Alt kira sözleşmesi kiracının, kiralanan taşınmazı kısmen veya tamamen üçüncü bir kişiye kiralamasıyla ortaya çıkan bir hukuki ilişkiyi ifade eder. Bu sözleşme, asıl kira sözleşmesi devam ederken asıl kiracıyı “alt kiraya veren”, üçüncü kişiyi ise “alt kiracı” konumuna getirir. Türk Borçlar Kanunu'nun 322. maddesi bu ilişkiyi düzenler ve kiracının, kiralananı başkasına kiralaması veya kullanım hakkını devretmesi durumunda, bu sözleşmenin bir alt kira sözleşmesi olduğunu belirtir. Alt kira sözleşmesi, asıl kira sözleşmesinden bağımsız, ayrı bir borç ilişkisi meydana getirir.
Tarafların Yükümlülükleri
Alt kira ilişkisinde tarafların yükümlülükleri şu şekilde özetlenebilir:
Asıl Kiracının (Alt Kiraya Verenin) Yükümlülükleri
- Kiraya Verenden İzin Alma Yükümlülüğü: Kiracının, alt kira sözleşmesi yapabilmek için kiraya verenden yazılı izin alması gerekir.
- Sözleşme Koşullarına Uyma Yükümlülüğü: Alt kira sözleşmesinde belirlenen koşullara uymak ve alt kiracının kiralananı, sözleşmeye uygun kullanmasını sağlamakla yükümlüdür.
- Kiraya Verene Karşı Sorumluluk: Asıl kiracı, alt kiracının, kiralanana kasten veya ihmalle verdiği zararlardan dolayı asıl kiraya verene karşı sorumludur. Bu sorumluluk, kiracının, alt kiracının fiillerini kendi fiilleri gibi üstlenmesi esasına dayanır.
Alt Kiracının Yükümlülükleri
- Kullanım Hakkının Sınırlılığı: Alt kiracı, kiralananı, asıl kira sözleşmesinde belirtilen amaca uygun olarak kullanmakla yükümlüdür.
- Tahliye Yükümlülüğü: Asıl kira sözleşmesinin sona ermesiyle birlikte, alt kiracı kiralananı boşaltmak zorundadır.
Kiraya Verenin Yükümlülükleri
- Alt Kiracıya Karşı Doğrudan Talep Hakkı: Kiraya verenin alt kiracıya karşı doğrudan bir kira ilişkisi olmamasına rağmen, Türk Borçlar Kanunu'nun 322/3 maddesi uyarınca, kiralananı sözleşmeye aykırı kullanan alt kiracıya karşı doğan zararın giderilmesi için dava açma hakkı vardır.

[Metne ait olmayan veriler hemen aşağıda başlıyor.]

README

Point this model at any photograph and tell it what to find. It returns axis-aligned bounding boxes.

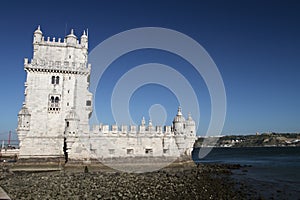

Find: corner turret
[33,25,43,44]
[80,31,88,49]
[173,106,185,135]
[17,104,31,147]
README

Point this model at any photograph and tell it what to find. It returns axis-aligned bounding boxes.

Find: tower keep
[17,27,92,158]
[17,27,196,162]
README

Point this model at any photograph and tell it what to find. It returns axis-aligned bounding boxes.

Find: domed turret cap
[18,105,30,115]
[66,109,79,120]
[34,25,43,35]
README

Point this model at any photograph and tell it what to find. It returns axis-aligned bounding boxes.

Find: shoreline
[0,164,251,199]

Sözleşmenin Şartları ve Hükümleri
Bir alt kira sözleşmesinin geçerliliği için, asıl kiracının kiraya verenden yazılı izin alması zorunludur. Yazılı izin olmaksızın yapılan alt kira sözleşmesi, kiraya veren tarafından fesih sebebi olarak görülebilir. Alt kira sözleşmesi, asıl kira sözleşmesinden bağımsızdır ancak onun süresi ve kapsamı ile sınırlıdır. Asıl kira sözleşmesinin sona ermesi veya feshedilmesi, alt kira sözleşmesini de kendiliğinden sona erdirir.

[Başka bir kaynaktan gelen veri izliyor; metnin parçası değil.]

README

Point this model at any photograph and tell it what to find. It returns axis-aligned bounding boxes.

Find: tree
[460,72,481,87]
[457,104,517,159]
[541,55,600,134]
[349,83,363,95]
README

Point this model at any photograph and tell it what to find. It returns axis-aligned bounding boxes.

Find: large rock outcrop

Kiraya Veren ve Alt Kiracı Arasındaki İlişki
Asıl kiraya veren ile alt kiracı arasında doğrudan bir kira sözleşmesi ilişkisi bulunmamaktadır. Ancak, Türk Borçlar Kanunu'nun 322/3 maddesine göre, asıl kiraya verenin, kiralananı sözleşmeye aykırı kullanan alt kiracıya karşı doğrudan dava açma hakkı vardır. Bu durumda, asıl kiraya veren, alt kiracının kiralanana verdiği zararların giderilmesini talep edebilir.
Alt Kiracının Tahliyesi
Asıl kira sözleşmesinin sona ermesi durumunda, alt kira sözleşmesi de sona erer ve alt kiracının kiralanandan tahliye edilmesi gerekir. Bu süreçte, kiraya veren, asıl kiracıya karşı tahliye davası açabilir. Yargıtay kararlarında, alt kiracının tahliyesinin, asıl kiracının tahliyesine bağlı olduğu ve kiraya verenin, alt kiracıya karşı doğrudan tahliye davası açamayacağı belirtilmiştir. Alt kiracının kiralananı boşaltması, asıl kiracının tahliye yükümlülüğünün bir parçasıdır.